I've been passing through Gallup since I was a little boy and Route 66 was America's Main Street. The city has gotten significantly larger over the years but the character of it hasn't really seemed to change. It's a crossroads town and the nearest large city to the Navajo, Hopi and Zuni Reservations. Gallup is in the heart of some pretty spectacular countryside. There is a huge rodeo here every year that attracts professional "cowboy" talent from all over the planet. There are Native American arts and crafts on display and for sale everywhere in the city.

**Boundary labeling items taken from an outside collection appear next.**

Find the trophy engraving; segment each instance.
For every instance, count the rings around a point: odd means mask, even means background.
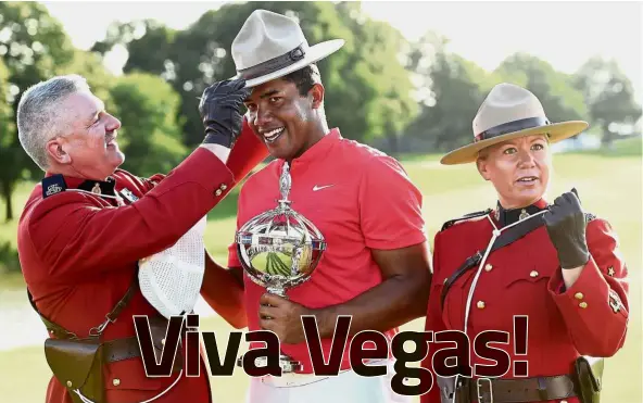
[[[319,229],[290,207],[291,185],[290,165],[285,162],[279,178],[281,199],[277,206],[250,219],[235,238],[239,260],[250,279],[283,298],[288,298],[289,288],[311,277],[326,250]],[[285,354],[279,361],[282,373],[301,368],[300,363]]]

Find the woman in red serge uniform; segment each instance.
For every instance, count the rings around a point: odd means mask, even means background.
[[[551,123],[535,96],[501,84],[474,119],[475,141],[442,159],[446,165],[475,162],[499,201],[494,210],[445,223],[436,235],[426,330],[465,332],[471,373],[451,376],[454,363],[433,358],[446,344],[431,343],[423,367],[434,382],[423,403],[591,403],[600,393],[594,378],[602,362],[583,358],[612,356],[623,344],[627,268],[614,229],[583,212],[575,189],[553,203],[543,199],[550,144],[587,126]],[[526,343],[516,342],[516,316],[527,317]],[[506,332],[507,340],[477,349],[479,356],[474,344],[486,330]],[[507,365],[481,376],[495,370],[484,358],[492,355],[489,348],[504,351]]]

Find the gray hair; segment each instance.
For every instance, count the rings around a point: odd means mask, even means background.
[[[89,91],[79,75],[56,76],[28,88],[17,105],[17,135],[23,149],[42,169],[49,161],[45,144],[68,129],[62,101],[72,93]]]

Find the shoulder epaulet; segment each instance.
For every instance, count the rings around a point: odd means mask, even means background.
[[[443,231],[443,230],[445,230],[446,228],[449,228],[449,227],[451,227],[452,225],[454,225],[455,223],[457,223],[457,222],[462,222],[463,219],[469,219],[469,218],[475,218],[475,217],[481,217],[481,216],[483,216],[483,215],[487,215],[487,214],[491,213],[491,211],[492,211],[491,209],[487,209],[487,210],[482,210],[482,211],[479,211],[479,212],[475,212],[475,213],[465,214],[465,215],[463,215],[462,217],[458,217],[458,218],[453,218],[453,219],[450,219],[450,221],[447,221],[446,223],[444,223],[444,224],[442,225],[442,229],[440,229],[440,230],[441,230],[441,231]]]
[[[585,223],[596,219],[596,216],[592,213],[585,213]]]

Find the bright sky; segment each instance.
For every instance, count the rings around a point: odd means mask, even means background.
[[[83,49],[104,38],[115,20],[156,18],[185,28],[223,2],[45,2]],[[590,56],[614,58],[643,96],[643,4],[641,2],[392,2],[367,1],[364,10],[388,21],[408,39],[433,29],[450,49],[486,70],[524,51],[572,73]],[[123,63],[113,54],[111,65]]]

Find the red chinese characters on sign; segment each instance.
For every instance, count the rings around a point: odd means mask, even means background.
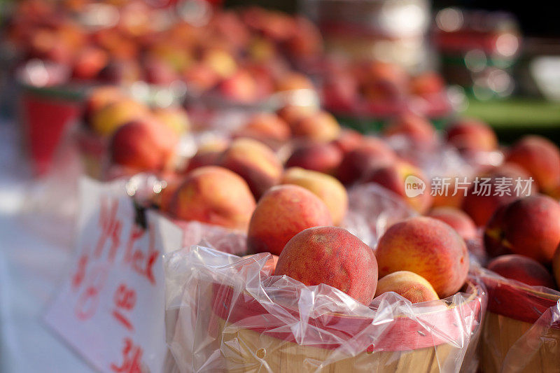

Gallup was named for David Gallup, a paymaster for the Atlantic & Pacific Railroad that founded the town in 1891 as a railhead. Over the years some mines were developed in the area but all of them closed in the 1970's and 1980's. Gallup has a historic problem with lack of education, poverty, alcoholism and lack of economic development and opportunity. At the same time, Gallup has more millionaires per capita than any other city in the US. Some folks attribute this to exploitation of the local Native American arts and jewelry industries.

Gallup also has a long history of being in the forefront of the civil rights movement. The city opposed racial discrimination against its black residents as far back as the 1940's. During World War II, Gallup successfully prevented 800 Japanese-American residents from being rounded up and placed in internment camps. Starting in the 1970's, a sizable community of Palestinians has grown up in Gallup.

An interesting fact is that early in his career, Bob Dylan falsely claimed that he was raised in Gallup (he was actually born Robert Zimmerman in Duluth and was raised in Hibbing, both cities in northern Minnesota).